Adaptive computing platforms deliver efficient AI acceleration

AI has begun to change many facets of our lives, creating tremendous societal advancements. From self-driving automobiles to AI-assisted medical diagnosis, we are at the beginning of a truly transformative era. By Greg Martin, Director, Strategic Marketing, Xilinx, Inc.

But with opportunity, comes challenge. AI inference, the process of making predictions based on trained machine learning algorithms, requires high processing performance with tight power budgets, regardless of deployment location – cloud, edge or endpoint. It’s generally accepted that CPUs alone are not keeping up and some form of compute acceleration is needed to more efficiently process AI inference workloads.

At the same time, AI algorithms are evolving rapidly, faster than the speed of traditional silicon development cycles. Fixed-silicon chips like ASIC implementations of AI networks risk becoming quickly obsolete due to the rapid innovation in state-of-the-art AI models.

Whole Application Acceleration

There is a third, less well-known challenge. This centers around the fact that AI Inference does not get deployed in isolation. Real AI deployments typically require non-AI processing, both before and after the AI function. For example, an image may need to be decompressed and scaled to fit the AI model’s data input requirements. These traditional processing functions must operate at the same throughput as the AI function, again with high performance and low power. Like with the AI inference implementation, the non-AI pre and post processing functions are beginning to need some form of acceleration.

To build a real application, the whole application needs to be implemented efficiently. In a data center application, the application may have thousands or even millions of parallel instances. Every fraction of a Watt that can be saved per instance will make a huge difference to overall power consumption

A solution is viable only if the whole application meets both the performance goal, through acceleration, and the power requirements, through greater efficiency. So how do we viably implement a whole application acceleration?

There are three key elements: the ability to build a custom data path; use of a single-device implementation; and the ability to take advantage the latest AI models as they continue to rapidly evolve and improve. Let’s take a look at all three elements.

The ability to build a custom data path

Most forms of AI inference operate on streaming data. Often the data is in-motion, such as part of a video feed, medical images being processed, or network traffic being analyzed. Even when data is stored on disk, it’s read off disk and streamed through the “AI application”. A custom data path provides the most efficient method for processing such data streams. A custom data path frees the application from the limitations of a traditional Von-Neuman CPU architecture, where data is read from memory in small chunks, operated upon and written back to memory. Instead a custom data path passes data from one processing engine to the next, with low latency and the right level of performance. Too little processing performance would not meet the application’s requirements. Too much performance would be inefficient – wasting power or physical space with capability that’s sitting idle.

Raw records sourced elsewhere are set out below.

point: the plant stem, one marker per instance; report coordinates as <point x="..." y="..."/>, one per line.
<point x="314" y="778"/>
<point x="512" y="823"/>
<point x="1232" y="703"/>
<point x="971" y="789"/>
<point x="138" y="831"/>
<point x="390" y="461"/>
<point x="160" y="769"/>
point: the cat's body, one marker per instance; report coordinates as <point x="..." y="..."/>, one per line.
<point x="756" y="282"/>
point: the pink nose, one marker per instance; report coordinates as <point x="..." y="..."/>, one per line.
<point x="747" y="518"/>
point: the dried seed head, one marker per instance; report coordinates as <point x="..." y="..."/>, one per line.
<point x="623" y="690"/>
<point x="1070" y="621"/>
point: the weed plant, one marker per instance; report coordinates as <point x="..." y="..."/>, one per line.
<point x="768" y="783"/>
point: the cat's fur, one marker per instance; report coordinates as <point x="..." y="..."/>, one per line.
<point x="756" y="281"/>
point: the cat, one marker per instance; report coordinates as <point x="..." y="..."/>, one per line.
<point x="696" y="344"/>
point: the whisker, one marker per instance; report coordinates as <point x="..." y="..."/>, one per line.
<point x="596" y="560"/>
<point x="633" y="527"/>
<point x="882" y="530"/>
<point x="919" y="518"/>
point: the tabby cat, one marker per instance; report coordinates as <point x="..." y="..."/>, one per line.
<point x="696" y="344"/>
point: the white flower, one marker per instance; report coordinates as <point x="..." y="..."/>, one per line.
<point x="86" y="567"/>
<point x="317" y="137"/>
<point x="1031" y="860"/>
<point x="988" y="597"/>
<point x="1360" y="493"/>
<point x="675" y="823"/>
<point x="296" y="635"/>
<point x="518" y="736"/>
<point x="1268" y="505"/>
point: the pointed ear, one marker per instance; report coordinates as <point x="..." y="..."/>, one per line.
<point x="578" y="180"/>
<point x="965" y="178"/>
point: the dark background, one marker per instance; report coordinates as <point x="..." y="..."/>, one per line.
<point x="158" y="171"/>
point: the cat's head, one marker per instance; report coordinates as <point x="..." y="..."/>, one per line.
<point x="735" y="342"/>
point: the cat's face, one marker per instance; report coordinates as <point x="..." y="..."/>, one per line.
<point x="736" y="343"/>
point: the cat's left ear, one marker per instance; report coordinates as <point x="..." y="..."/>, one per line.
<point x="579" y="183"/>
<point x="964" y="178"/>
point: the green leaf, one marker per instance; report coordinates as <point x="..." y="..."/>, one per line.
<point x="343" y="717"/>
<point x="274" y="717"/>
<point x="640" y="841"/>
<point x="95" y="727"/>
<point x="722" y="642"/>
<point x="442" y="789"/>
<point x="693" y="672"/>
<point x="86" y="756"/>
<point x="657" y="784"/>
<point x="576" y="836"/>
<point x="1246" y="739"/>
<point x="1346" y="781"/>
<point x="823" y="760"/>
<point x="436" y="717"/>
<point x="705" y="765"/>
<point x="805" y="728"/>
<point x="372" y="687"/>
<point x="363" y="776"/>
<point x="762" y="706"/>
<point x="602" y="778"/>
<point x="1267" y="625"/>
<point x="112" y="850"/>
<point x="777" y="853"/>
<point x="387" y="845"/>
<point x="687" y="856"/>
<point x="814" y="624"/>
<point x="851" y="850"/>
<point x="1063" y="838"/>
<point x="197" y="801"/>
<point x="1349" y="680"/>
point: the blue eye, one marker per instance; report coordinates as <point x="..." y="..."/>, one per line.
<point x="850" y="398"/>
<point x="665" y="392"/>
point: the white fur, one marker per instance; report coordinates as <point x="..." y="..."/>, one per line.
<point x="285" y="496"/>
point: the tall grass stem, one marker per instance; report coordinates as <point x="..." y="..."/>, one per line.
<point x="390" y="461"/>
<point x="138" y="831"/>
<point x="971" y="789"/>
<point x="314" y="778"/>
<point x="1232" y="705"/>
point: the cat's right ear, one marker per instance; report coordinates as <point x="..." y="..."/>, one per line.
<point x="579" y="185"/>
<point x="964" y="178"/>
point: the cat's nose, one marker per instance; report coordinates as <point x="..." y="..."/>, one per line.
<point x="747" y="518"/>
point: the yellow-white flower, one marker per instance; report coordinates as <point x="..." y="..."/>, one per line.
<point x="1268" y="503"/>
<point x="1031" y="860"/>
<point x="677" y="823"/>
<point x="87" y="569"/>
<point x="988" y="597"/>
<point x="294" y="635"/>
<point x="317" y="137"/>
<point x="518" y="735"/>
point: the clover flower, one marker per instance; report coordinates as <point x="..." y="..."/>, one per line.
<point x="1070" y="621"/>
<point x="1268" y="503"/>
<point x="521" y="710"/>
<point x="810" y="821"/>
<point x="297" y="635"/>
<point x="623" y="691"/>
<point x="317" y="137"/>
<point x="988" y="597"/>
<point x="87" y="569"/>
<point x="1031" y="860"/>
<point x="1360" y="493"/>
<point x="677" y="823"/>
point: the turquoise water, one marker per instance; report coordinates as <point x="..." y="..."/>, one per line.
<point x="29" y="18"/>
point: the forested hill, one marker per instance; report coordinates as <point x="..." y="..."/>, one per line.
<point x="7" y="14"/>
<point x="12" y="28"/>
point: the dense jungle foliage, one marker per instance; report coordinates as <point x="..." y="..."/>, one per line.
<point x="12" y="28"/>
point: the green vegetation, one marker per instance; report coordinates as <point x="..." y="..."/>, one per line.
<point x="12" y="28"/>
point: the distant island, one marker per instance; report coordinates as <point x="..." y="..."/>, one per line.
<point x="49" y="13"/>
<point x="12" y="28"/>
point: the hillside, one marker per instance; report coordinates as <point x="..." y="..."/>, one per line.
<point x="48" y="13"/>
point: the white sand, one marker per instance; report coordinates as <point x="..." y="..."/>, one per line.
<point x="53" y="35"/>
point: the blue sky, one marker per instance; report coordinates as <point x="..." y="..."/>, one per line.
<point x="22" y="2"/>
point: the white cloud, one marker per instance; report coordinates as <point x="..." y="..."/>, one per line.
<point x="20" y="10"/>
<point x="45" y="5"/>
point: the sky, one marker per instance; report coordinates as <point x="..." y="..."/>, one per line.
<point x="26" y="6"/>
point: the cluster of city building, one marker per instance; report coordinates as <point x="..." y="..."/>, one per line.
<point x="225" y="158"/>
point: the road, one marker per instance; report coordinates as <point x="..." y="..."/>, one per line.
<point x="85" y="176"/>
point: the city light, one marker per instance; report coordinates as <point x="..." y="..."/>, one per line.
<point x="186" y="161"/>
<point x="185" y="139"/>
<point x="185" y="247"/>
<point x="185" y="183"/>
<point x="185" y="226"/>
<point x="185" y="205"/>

A custom data path provides the perfect balance – rightsizing the implementation for the application.

Single device implementation

Some solutions are good at AI inference, but not whole application processing. Fixed-architecture devices such as a GPUs generally fall into this category. GPUs can often be capable of high Tera-operations per-second (TOPs) numbers, a common performance metric, but AI inference performance typically needs to be matched with pre and post processing performance. If the non-AI components cannot be efficiently implemented on the same GPU, a multi-device solution is needed. This wastes power by requiring data to be sent between devices, which is very inefficient and costly in terms of power consumption. A single device that can efficiently implement the whole application has a significant advantage in real-world AI inference deployments.

Adapt and evolve with the latest AI models

The pace of innovation in AI is staggering. What’s considered the state of the art today could easily be rendered nearly obsolete six months from now. Applications that use older models risk being uncompetitive, so the ability to rapidly implement the latest models is critical.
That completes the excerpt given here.